Zdjęcia nie są najlepszej jakości, bo robione komórką, ale podłogę i tak dość dobrze widać. Jestem ciekawa , jak będzie się sprawować w użytkowaniu, tym bardziej że została położona również w kuchni (połączonej z pokojem), by pokój wydawał się większy. "Szatkowanie" podłogi różnymi wzorami jednak pomniejsza przestrzeń. Wiem, bo jakiś czas temu sama popełniłam ten błąd. Do tego wybierając ciemniejszą podłogę - nigdy więcej. Jej sprzątanie jest niczym syzyfowa praca.

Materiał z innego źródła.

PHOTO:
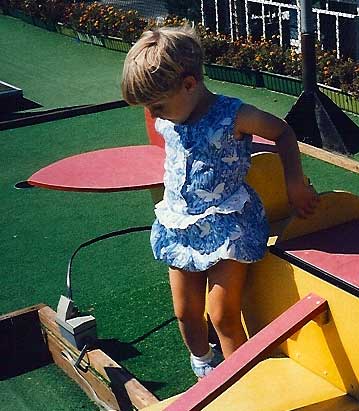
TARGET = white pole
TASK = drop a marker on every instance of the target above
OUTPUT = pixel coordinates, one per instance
(231, 18)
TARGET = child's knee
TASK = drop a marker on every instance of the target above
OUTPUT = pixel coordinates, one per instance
(225, 321)
(187, 314)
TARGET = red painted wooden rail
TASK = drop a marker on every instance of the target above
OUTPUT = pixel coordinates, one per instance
(249, 354)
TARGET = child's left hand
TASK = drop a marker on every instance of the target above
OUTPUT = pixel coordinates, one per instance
(303, 198)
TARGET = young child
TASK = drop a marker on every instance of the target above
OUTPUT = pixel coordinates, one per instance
(210, 224)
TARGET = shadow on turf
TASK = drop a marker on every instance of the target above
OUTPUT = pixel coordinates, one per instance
(120, 351)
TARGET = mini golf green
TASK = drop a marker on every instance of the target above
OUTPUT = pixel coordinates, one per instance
(116, 280)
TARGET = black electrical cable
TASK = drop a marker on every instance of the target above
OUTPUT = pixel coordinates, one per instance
(95, 240)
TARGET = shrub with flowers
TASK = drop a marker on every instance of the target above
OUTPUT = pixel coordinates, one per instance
(268, 55)
(99, 19)
(46, 10)
(244, 53)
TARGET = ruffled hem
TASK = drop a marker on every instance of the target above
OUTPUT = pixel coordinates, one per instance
(171, 219)
(189, 259)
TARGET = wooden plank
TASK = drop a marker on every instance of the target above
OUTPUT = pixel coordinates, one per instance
(21, 311)
(123, 385)
(22, 344)
(95, 389)
(249, 354)
(329, 157)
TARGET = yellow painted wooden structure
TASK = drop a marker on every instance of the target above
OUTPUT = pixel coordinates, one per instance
(317, 369)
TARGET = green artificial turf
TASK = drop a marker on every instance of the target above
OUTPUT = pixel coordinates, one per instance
(116, 280)
(55, 70)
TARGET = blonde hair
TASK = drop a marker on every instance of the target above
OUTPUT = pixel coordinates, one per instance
(156, 65)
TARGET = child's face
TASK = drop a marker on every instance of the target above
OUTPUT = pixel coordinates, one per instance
(177, 107)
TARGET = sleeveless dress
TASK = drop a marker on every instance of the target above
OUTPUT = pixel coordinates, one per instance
(208, 212)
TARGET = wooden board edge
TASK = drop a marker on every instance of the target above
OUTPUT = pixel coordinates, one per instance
(22, 311)
(119, 381)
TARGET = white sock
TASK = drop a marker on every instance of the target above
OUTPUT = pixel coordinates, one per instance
(203, 360)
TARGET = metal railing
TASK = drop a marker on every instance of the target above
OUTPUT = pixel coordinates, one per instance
(335, 29)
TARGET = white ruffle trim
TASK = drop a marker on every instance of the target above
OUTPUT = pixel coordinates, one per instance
(171, 219)
(188, 258)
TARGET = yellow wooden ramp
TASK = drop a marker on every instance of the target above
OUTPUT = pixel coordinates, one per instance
(293, 387)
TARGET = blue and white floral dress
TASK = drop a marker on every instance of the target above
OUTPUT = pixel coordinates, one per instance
(208, 212)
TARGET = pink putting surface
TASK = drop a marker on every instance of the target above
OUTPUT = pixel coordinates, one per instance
(113, 169)
(334, 250)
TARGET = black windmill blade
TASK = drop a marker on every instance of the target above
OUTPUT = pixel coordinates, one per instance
(315, 118)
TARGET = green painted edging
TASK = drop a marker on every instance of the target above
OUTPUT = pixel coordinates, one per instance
(279, 83)
(233, 75)
(115, 43)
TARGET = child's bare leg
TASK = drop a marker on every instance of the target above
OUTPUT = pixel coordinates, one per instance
(226, 283)
(189, 293)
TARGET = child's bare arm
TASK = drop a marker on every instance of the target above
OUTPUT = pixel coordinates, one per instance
(251, 120)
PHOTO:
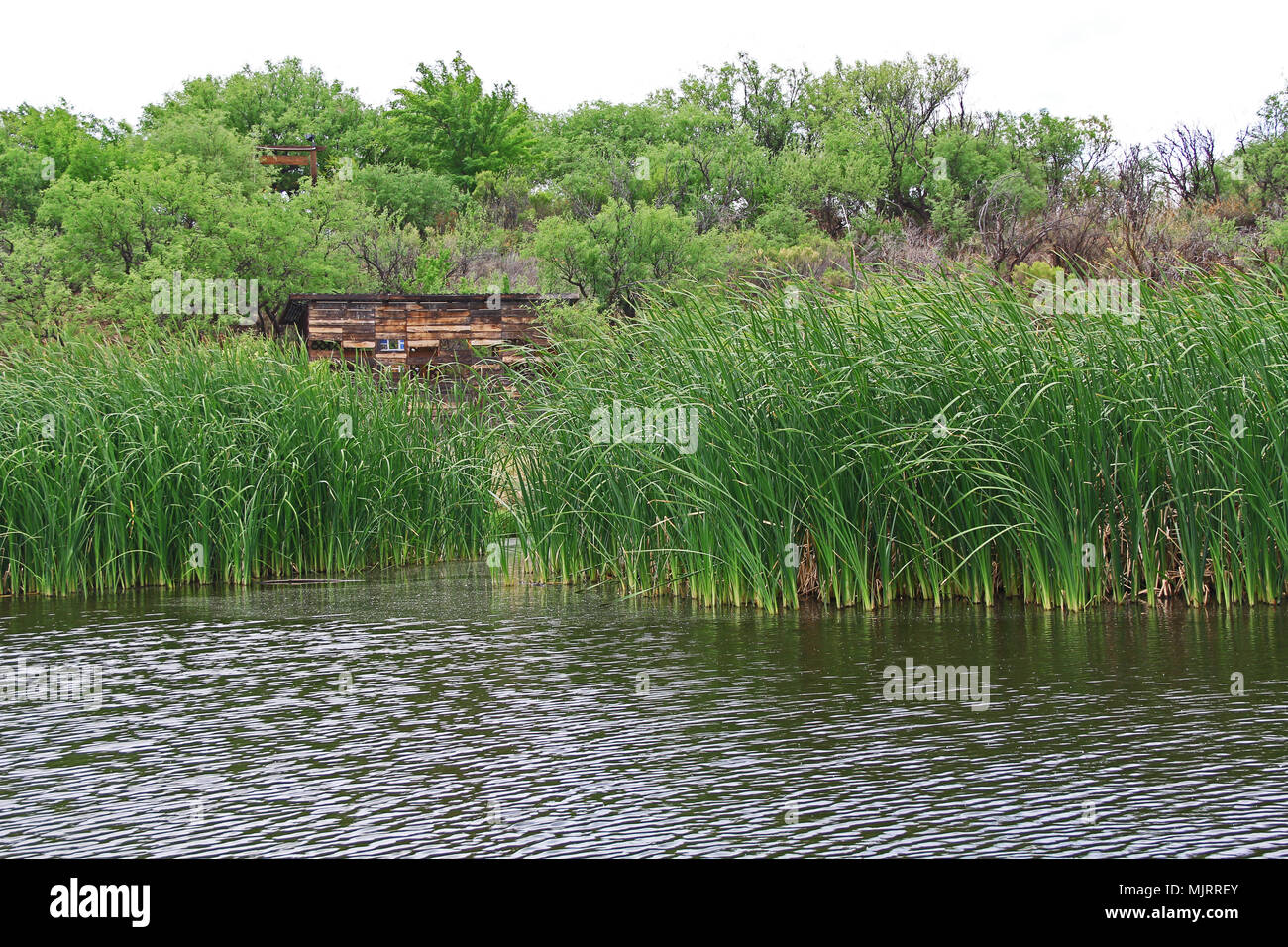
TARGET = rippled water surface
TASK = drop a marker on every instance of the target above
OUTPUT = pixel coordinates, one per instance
(433, 714)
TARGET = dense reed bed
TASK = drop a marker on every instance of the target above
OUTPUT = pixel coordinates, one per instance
(922, 440)
(227, 462)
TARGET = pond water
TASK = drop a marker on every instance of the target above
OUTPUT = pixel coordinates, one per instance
(430, 712)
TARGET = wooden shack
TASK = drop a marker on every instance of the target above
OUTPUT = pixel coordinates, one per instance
(421, 335)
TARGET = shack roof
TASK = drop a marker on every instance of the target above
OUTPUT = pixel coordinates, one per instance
(296, 304)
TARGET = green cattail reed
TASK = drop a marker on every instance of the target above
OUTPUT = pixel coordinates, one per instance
(931, 440)
(224, 463)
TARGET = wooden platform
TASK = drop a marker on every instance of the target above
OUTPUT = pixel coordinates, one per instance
(423, 335)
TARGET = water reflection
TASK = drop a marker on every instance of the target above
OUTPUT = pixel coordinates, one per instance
(426, 712)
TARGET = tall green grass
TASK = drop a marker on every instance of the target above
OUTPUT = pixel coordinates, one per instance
(1076, 459)
(233, 462)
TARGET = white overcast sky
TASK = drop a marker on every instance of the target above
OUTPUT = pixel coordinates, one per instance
(1144, 64)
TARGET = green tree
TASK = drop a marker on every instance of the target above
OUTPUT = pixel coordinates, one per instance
(447, 123)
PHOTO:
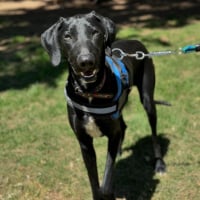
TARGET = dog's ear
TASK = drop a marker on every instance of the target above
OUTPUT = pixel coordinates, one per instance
(49, 40)
(108, 25)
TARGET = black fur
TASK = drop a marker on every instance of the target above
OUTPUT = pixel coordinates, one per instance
(82, 40)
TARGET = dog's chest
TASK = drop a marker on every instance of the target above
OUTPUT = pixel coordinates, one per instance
(92, 128)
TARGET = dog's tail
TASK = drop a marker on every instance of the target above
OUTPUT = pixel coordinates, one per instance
(164, 103)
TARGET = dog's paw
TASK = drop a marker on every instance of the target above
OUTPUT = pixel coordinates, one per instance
(160, 167)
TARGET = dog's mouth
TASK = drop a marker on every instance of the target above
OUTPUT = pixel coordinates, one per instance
(89, 75)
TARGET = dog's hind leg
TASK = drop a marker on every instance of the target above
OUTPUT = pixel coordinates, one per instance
(107, 189)
(89, 157)
(146, 85)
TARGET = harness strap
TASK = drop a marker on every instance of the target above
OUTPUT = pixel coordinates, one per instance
(92, 110)
(114, 109)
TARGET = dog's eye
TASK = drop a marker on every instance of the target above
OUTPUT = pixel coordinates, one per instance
(94, 32)
(67, 36)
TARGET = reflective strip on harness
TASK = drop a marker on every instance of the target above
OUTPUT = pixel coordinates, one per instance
(100, 111)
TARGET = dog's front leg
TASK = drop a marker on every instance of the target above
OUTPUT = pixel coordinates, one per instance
(89, 158)
(107, 190)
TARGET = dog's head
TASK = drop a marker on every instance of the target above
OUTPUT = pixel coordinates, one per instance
(82, 39)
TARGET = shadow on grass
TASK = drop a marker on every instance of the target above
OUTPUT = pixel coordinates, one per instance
(17, 68)
(135, 174)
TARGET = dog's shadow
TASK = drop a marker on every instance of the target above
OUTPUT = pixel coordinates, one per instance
(134, 177)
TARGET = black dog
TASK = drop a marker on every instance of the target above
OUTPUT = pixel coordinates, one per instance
(98, 86)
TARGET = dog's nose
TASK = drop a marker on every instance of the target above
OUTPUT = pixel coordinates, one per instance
(86, 61)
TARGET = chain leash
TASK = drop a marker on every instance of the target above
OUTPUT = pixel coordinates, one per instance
(139, 55)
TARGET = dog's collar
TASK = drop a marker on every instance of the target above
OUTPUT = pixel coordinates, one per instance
(113, 110)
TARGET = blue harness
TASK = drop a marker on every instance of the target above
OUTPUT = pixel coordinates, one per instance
(114, 110)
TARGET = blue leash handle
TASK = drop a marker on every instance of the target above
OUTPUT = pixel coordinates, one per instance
(190, 48)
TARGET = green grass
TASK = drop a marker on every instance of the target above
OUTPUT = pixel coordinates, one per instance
(40, 157)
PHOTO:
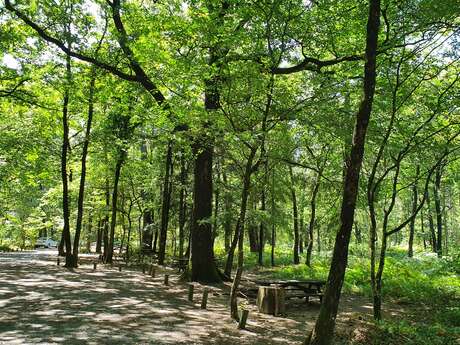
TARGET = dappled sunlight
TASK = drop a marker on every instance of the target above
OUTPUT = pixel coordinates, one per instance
(44, 303)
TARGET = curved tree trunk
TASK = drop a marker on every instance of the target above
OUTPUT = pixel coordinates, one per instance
(165, 205)
(81, 191)
(295, 218)
(324, 327)
(312, 222)
(410, 251)
(240, 231)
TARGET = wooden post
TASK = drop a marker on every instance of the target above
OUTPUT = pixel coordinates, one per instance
(190, 292)
(270, 300)
(243, 319)
(204, 300)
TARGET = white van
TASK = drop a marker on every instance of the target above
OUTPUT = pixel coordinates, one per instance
(46, 243)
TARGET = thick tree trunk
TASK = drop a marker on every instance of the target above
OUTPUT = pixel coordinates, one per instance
(434, 244)
(113, 221)
(295, 218)
(253, 237)
(182, 205)
(89, 229)
(105, 233)
(324, 327)
(227, 214)
(438, 208)
(311, 224)
(216, 205)
(273, 234)
(69, 258)
(231, 253)
(240, 231)
(410, 251)
(165, 205)
(81, 191)
(99, 237)
(262, 229)
(203, 265)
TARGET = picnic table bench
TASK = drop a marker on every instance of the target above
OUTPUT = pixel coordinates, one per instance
(180, 263)
(298, 288)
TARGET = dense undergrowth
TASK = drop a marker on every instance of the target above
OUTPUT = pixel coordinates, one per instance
(425, 288)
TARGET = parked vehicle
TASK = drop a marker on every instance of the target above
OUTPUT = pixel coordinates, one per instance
(46, 243)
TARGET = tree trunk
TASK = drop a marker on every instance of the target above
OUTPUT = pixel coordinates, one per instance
(410, 251)
(69, 258)
(295, 218)
(203, 265)
(81, 191)
(273, 235)
(312, 222)
(89, 233)
(105, 235)
(165, 205)
(227, 214)
(240, 231)
(182, 205)
(437, 204)
(99, 237)
(434, 245)
(113, 222)
(324, 327)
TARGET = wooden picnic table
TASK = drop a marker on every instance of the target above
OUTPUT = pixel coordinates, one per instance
(307, 288)
(180, 263)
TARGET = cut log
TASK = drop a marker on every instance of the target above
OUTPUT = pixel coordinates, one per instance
(270, 300)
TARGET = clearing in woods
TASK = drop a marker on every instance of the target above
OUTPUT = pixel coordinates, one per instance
(41, 302)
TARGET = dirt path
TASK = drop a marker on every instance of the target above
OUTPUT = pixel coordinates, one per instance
(41, 302)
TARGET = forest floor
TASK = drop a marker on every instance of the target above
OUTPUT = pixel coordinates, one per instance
(41, 302)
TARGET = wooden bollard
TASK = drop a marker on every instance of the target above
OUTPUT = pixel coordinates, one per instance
(190, 292)
(204, 300)
(243, 319)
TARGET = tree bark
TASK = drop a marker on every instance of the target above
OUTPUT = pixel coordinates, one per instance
(99, 237)
(410, 251)
(69, 258)
(324, 327)
(165, 205)
(240, 231)
(295, 218)
(311, 224)
(203, 265)
(438, 208)
(81, 191)
(182, 205)
(434, 244)
(113, 221)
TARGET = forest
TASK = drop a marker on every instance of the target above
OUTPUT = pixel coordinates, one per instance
(237, 148)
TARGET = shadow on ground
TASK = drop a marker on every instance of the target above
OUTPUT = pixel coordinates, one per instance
(41, 302)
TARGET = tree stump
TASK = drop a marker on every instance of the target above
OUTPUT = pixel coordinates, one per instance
(190, 292)
(204, 300)
(270, 300)
(243, 319)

W moim mieszkaniu przybyła zaś kolejna nowość - rolety w pasy. Na początku postanowiłam zamówić jedną (przez Internet), by przekonać się jak będzie to wyglądać. Roleta jest przepiękna, zupełnie zmieniła oblicze pokoju!!! W końcu pozbyłam się prowizorycznych odziedziczonych firanek, które jak to z prowizorką bywa wisiały całkiem długo, zdecydowanie za długo. Dopiero teraz przekonałam się, jak bardzo szpeciły mieszkanie i zatłaczały przestrzeń. Dzisiaj zamawiam rolety na kolejne okna, jak wszystko będzie gotowe, pokażę zdjęcia.
A tymczasem dobrego startu w nowym tygodniu!
Marta
Related Posts Plugin for WordPress, Blogger...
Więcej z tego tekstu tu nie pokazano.